As Dora expected, Lea started out with hesitant bids that barely carried to the auctioneer. Then she began to inch forward in her seat. Her eyes glazed over. By the time the lot was sold, she was snapping out her bid like a drill sergeant commanding recruits.
“Isn’t she great?” All pride, Dora swung an arm over Lea’s shoulders to squeeze. “She was always a quick study. It’s the Conroy blood.”
“I bought all of it.” Lea pressed a hand to her speeding heart. “Oh God, I bought all of it. Why didn’t you stop me?”
“When you were having such a good time?”
“But—but—” As the adrenaline drained, Lea slumped in her chair. “That was hundreds of dollars. Hundreds.”
“Well spent, too. Now, here we go.” Spotting the abstract painting, Dora rubbed her hands together. “Mine,” she said softly.
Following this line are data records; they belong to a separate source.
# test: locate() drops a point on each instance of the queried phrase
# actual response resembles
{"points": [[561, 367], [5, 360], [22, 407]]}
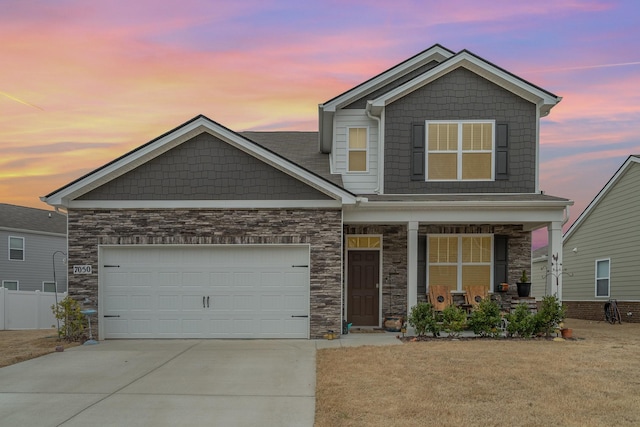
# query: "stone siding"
{"points": [[321, 229]]}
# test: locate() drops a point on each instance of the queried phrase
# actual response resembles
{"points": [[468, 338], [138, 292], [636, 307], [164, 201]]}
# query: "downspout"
{"points": [[380, 138]]}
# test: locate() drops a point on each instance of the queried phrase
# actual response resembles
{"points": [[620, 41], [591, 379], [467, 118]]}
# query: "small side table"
{"points": [[89, 312]]}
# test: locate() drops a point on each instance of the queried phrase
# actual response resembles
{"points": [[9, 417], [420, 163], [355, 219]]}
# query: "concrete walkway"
{"points": [[170, 383]]}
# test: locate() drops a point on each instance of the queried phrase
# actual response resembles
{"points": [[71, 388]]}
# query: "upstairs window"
{"points": [[602, 277], [16, 248], [357, 150], [460, 151]]}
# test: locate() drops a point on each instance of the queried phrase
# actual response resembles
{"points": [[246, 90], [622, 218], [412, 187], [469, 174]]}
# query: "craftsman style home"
{"points": [[424, 174]]}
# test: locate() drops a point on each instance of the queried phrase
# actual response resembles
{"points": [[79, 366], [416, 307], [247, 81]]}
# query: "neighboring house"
{"points": [[425, 173], [602, 250], [29, 239]]}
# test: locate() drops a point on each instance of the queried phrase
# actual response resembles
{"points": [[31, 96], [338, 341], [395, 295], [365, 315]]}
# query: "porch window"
{"points": [[11, 285], [357, 150], [457, 261], [603, 277], [16, 248], [460, 151]]}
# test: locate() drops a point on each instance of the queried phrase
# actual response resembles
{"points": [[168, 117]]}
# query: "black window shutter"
{"points": [[500, 260], [502, 151], [422, 265], [417, 152]]}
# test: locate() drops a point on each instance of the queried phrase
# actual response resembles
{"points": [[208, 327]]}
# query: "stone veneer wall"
{"points": [[394, 258], [321, 229], [394, 264]]}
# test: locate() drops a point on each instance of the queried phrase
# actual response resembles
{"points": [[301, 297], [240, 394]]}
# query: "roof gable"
{"points": [[631, 161], [13, 217], [544, 99], [178, 136]]}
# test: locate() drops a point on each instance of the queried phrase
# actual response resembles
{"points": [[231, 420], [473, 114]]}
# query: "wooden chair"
{"points": [[440, 297], [473, 295]]}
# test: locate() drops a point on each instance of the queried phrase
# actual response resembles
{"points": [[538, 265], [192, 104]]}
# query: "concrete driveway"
{"points": [[164, 382]]}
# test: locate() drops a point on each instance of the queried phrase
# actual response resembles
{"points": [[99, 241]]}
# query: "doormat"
{"points": [[366, 331]]}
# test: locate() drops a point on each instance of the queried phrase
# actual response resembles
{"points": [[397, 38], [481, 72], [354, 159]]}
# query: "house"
{"points": [[33, 242], [600, 250], [425, 173]]}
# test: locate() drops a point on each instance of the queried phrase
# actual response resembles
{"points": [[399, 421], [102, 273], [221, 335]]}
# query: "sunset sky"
{"points": [[82, 82]]}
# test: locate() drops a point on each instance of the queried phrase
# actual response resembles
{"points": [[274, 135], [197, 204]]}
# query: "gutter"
{"points": [[380, 149]]}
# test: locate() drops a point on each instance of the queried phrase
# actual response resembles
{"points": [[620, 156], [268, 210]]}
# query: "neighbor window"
{"points": [[460, 151], [602, 277], [357, 150], [16, 248], [48, 286], [457, 261], [11, 285]]}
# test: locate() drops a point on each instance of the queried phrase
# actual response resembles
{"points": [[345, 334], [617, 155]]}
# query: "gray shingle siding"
{"points": [[205, 168], [461, 95]]}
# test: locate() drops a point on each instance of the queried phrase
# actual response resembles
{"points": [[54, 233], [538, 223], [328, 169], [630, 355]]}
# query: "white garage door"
{"points": [[204, 291]]}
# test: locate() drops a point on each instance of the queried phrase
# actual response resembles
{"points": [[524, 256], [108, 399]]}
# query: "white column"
{"points": [[554, 261], [412, 265]]}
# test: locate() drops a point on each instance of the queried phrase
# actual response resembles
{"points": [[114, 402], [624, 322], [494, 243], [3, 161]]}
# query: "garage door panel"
{"points": [[252, 292]]}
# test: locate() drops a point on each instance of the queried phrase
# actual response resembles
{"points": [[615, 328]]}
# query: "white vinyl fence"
{"points": [[27, 309]]}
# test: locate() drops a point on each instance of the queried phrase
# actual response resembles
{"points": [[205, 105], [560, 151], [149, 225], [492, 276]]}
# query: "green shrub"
{"points": [[73, 321], [423, 319], [550, 314], [522, 322], [454, 320], [485, 319]]}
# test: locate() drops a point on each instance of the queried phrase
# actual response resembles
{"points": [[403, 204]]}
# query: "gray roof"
{"points": [[24, 218], [299, 147], [508, 197]]}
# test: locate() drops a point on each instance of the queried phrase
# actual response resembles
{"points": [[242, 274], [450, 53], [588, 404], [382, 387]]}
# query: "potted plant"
{"points": [[524, 285]]}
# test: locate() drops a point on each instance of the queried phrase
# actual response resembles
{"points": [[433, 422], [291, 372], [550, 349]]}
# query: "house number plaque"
{"points": [[81, 269]]}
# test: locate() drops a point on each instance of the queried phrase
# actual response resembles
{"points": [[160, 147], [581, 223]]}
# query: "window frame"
{"points": [[17, 282], [459, 151], [359, 150], [608, 278], [459, 263], [10, 249]]}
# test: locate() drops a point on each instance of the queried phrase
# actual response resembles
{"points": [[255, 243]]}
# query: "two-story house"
{"points": [[426, 173], [30, 239]]}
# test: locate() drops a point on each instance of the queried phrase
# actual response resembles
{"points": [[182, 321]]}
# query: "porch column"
{"points": [[412, 265], [554, 266]]}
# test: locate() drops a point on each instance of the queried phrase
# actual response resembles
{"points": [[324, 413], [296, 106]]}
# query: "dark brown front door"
{"points": [[363, 282]]}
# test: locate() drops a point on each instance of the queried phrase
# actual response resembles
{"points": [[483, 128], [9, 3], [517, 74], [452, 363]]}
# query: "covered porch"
{"points": [[394, 250]]}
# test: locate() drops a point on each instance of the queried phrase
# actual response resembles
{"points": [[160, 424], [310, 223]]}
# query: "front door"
{"points": [[363, 282]]}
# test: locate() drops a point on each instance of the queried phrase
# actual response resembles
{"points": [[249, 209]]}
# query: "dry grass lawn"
{"points": [[593, 380], [17, 346]]}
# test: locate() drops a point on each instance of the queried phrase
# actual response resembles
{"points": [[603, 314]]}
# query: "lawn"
{"points": [[592, 380], [17, 346]]}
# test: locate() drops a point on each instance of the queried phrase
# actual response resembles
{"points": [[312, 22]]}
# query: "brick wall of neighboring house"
{"points": [[321, 229], [394, 257], [594, 310]]}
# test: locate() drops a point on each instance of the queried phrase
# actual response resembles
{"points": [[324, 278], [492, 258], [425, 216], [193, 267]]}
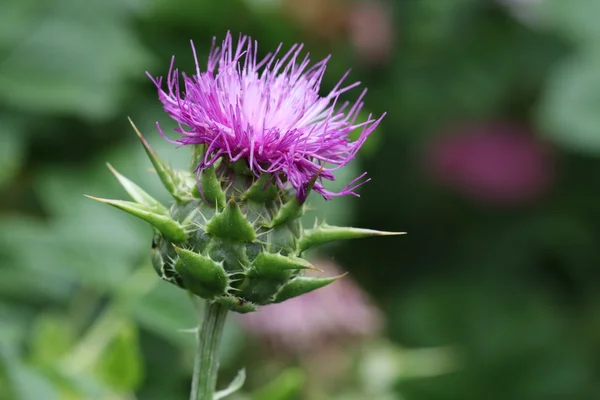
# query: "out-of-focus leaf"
{"points": [[575, 19], [52, 337], [26, 382], [287, 386], [74, 58], [121, 365], [12, 151], [166, 311], [568, 112]]}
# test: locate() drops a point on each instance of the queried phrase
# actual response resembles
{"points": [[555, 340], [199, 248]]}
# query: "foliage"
{"points": [[82, 313]]}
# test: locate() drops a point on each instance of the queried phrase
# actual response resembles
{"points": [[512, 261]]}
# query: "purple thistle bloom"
{"points": [[268, 112]]}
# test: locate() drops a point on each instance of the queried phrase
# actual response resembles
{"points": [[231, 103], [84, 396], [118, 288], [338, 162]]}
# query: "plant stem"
{"points": [[206, 362]]}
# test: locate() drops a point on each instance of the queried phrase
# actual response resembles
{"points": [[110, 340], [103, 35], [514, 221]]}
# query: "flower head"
{"points": [[269, 112]]}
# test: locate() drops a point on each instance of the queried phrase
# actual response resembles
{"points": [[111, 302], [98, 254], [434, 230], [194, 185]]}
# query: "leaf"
{"points": [[73, 58], [52, 337], [27, 383], [121, 364], [287, 386], [12, 151], [568, 112], [575, 19], [235, 385]]}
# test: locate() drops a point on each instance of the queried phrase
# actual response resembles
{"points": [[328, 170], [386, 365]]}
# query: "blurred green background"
{"points": [[488, 157]]}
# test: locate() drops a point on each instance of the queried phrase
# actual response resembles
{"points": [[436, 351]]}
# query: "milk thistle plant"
{"points": [[263, 138]]}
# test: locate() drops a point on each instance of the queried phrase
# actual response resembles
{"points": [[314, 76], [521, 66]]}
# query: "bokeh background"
{"points": [[488, 157]]}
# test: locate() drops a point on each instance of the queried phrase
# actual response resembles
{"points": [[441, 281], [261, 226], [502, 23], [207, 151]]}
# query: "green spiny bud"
{"points": [[325, 233], [240, 253], [301, 285]]}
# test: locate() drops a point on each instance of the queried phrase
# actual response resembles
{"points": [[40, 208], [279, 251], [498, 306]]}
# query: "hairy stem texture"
{"points": [[206, 363]]}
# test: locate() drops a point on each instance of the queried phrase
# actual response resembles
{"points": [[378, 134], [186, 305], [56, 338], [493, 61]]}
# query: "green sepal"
{"points": [[201, 275], [288, 212], [166, 174], [274, 265], [137, 193], [301, 285], [235, 385], [167, 226], [231, 225], [211, 188], [198, 151], [261, 190], [325, 233], [236, 304]]}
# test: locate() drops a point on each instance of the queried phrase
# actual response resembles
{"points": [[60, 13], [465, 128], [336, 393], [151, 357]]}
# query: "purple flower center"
{"points": [[268, 112]]}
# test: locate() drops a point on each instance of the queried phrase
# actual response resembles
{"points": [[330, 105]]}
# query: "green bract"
{"points": [[237, 240]]}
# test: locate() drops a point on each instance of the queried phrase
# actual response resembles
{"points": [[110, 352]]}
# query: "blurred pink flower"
{"points": [[494, 163], [335, 313]]}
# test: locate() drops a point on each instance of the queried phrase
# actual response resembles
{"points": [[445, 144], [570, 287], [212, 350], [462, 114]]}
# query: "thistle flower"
{"points": [[259, 129], [233, 235], [268, 112]]}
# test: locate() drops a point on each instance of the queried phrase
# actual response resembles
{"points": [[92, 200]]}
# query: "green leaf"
{"points": [[568, 112], [575, 19], [165, 173], [235, 385], [302, 285], [27, 383], [137, 193], [121, 364], [211, 188], [231, 225], [272, 265], [326, 233], [163, 222], [200, 274], [70, 58], [12, 151], [52, 338], [287, 386]]}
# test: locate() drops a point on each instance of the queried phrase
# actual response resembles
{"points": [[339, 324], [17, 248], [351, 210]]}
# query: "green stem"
{"points": [[206, 362]]}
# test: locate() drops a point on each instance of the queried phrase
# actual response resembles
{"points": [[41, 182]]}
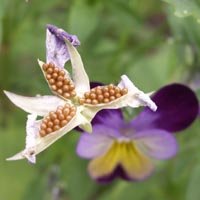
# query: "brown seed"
{"points": [[112, 92], [59, 91], [53, 87], [106, 94], [73, 93], [73, 113], [88, 101], [59, 84], [51, 81], [50, 70], [61, 117], [55, 75], [66, 81], [43, 125], [50, 124], [56, 127], [45, 121], [69, 117], [105, 89], [81, 101], [87, 94], [56, 122], [106, 100], [94, 102], [56, 70], [61, 72], [66, 95], [53, 115], [71, 87], [45, 66], [63, 123], [42, 133], [112, 98], [118, 95], [92, 95], [48, 76], [47, 118], [100, 97], [111, 86], [98, 91], [117, 90], [124, 91], [66, 111], [60, 78], [49, 130], [65, 88]]}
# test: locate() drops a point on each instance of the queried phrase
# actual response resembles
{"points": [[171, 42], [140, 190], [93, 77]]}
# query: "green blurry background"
{"points": [[153, 42]]}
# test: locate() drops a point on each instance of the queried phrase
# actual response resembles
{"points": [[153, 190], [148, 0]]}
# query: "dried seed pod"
{"points": [[57, 119], [103, 94], [58, 81]]}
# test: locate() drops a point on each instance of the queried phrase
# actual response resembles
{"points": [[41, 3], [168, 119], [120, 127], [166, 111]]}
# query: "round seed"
{"points": [[56, 70], [112, 92], [59, 84], [61, 73], [55, 75], [63, 122], [98, 91], [92, 95], [48, 76], [43, 126], [88, 101], [60, 78], [53, 87], [112, 98], [50, 70], [50, 124], [118, 95], [106, 100], [61, 117], [73, 93], [42, 133], [51, 81], [49, 130], [94, 102], [66, 95], [56, 127], [53, 115], [59, 91], [100, 97], [56, 122]]}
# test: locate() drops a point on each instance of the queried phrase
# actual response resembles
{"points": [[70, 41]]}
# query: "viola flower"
{"points": [[74, 103], [126, 149]]}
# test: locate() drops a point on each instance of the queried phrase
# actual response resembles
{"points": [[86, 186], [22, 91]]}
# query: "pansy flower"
{"points": [[126, 149], [73, 103]]}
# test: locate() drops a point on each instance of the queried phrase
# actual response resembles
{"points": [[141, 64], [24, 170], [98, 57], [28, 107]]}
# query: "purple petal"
{"points": [[97, 143], [156, 143], [56, 49], [177, 109]]}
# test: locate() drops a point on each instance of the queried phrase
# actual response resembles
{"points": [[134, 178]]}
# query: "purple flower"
{"points": [[56, 49], [125, 149]]}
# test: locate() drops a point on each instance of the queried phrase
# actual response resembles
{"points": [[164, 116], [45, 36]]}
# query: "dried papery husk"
{"points": [[58, 81], [103, 94]]}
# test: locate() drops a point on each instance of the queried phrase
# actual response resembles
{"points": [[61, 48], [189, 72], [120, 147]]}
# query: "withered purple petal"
{"points": [[177, 109], [56, 49]]}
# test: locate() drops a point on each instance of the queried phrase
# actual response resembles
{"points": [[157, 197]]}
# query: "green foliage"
{"points": [[184, 8], [144, 40]]}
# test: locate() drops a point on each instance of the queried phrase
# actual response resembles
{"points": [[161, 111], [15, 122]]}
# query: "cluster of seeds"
{"points": [[58, 82], [103, 94], [56, 120]]}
By three o’clock Dora was adding half a dozen cobalt saltcellars to the treasures in her van. The wind had kicked up, stinging color into her cheeks and sneaking down the collar of her coat.
“Smells like snow,” Ashworth commented. He stood on the curb in front of his shop and, with his pipe clenched in his hand, sniffed the air. “Could be you’ll run into some before you get home.”
“I hope so.” Pushing back her flying hair, she smiled at him. “What’s Christmas without it? It was great meeting you, Mr. Ashworth.” She offered her hand again. “If you get up to Philadelphia, I’ll expect you to drop by.”
“You can count on it.” He patted his pocket where he’d slipped her business card. “You two ladies take care of yourselves. Drive safely.”